In deze zaak heeft de Hoge Raad op 12 februari 2021 uitspraak gedaan over de geldigheidsduur van een machtiging tot voortgezet verblijf onder de Wet zorg en dwang (Wzd). De zaak betreft een verzoekster die lijdt aan dementie en een neurocognitieve stoornis. De rechtbank had eerder een machtiging verleend voor een verblijf in een verpleeginrichting, maar deze machtiging was verlopen op 6 juli 2020. Het Centrum Indicatiestelling Zorg (CIZ) diende op 8 juli 2020 een nieuw verzoek in voor een machtiging tot voortgezet verblijf, maar dit verzoek werd ingediend na het verstrijken van de geldigheidsduur van de eerdere machtiging.
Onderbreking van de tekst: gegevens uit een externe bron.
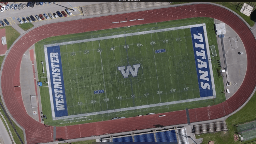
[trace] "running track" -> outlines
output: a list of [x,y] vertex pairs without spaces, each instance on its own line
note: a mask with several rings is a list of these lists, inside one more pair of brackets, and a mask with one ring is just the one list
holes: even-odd
[[[35,28],[19,40],[7,56],[2,73],[2,90],[7,108],[15,120],[25,129],[27,143],[54,141],[53,127],[45,128],[27,113],[20,88],[14,87],[20,85],[20,68],[23,54],[33,44],[54,36],[199,17],[220,20],[236,32],[246,50],[247,70],[240,88],[228,100],[213,106],[189,110],[190,122],[220,118],[237,110],[248,98],[255,86],[256,61],[254,58],[256,56],[256,41],[243,21],[225,9],[210,4],[197,4],[52,24]],[[144,20],[112,23],[125,20],[125,18],[128,20],[144,18]],[[56,137],[72,139],[153,128],[157,124],[166,126],[187,123],[185,110],[163,114],[166,116],[158,117],[158,115],[153,115],[57,127]]]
De Hoge Raad oordeelde dat het feit dat het verzoek na de afloop van de geldigheidsduur van de eerdere machtiging was ingediend, niet automatisch betekent dat de nieuwe machtiging als een eerste machtiging moet worden aangemerkt. De rechtbank had de machtiging voor twee jaar kunnen verlenen, maar had de periode waarin betrokkene zonder machtiging verbleef, niet in mindering gebracht op de geldigheidsduur van de nieuwe machtiging. De Hoge Raad heeft de beschikking van de rechtbank vernietigd en bepaald dat de machtiging geldt tot en met 6 juli 2022, rekening houdend met de periode waarin betrokkene zonder de vereiste rechterlijke machtiging in de accommodatie verbleef.
Deze uitspraak benadrukt de noodzaak om de belangen van de betrokkene te beschermen, zelfs wanneer de aanvraag voor een nieuwe machtiging na het verstrijken van de vorige is ingediend. De Hoge Raad heeft hiermee een belangrijke uitspraak gedaan over de interpretatie van de Wet zorg en dwang en de voorwaarden voor het verlenen van opvolgende machtigingen.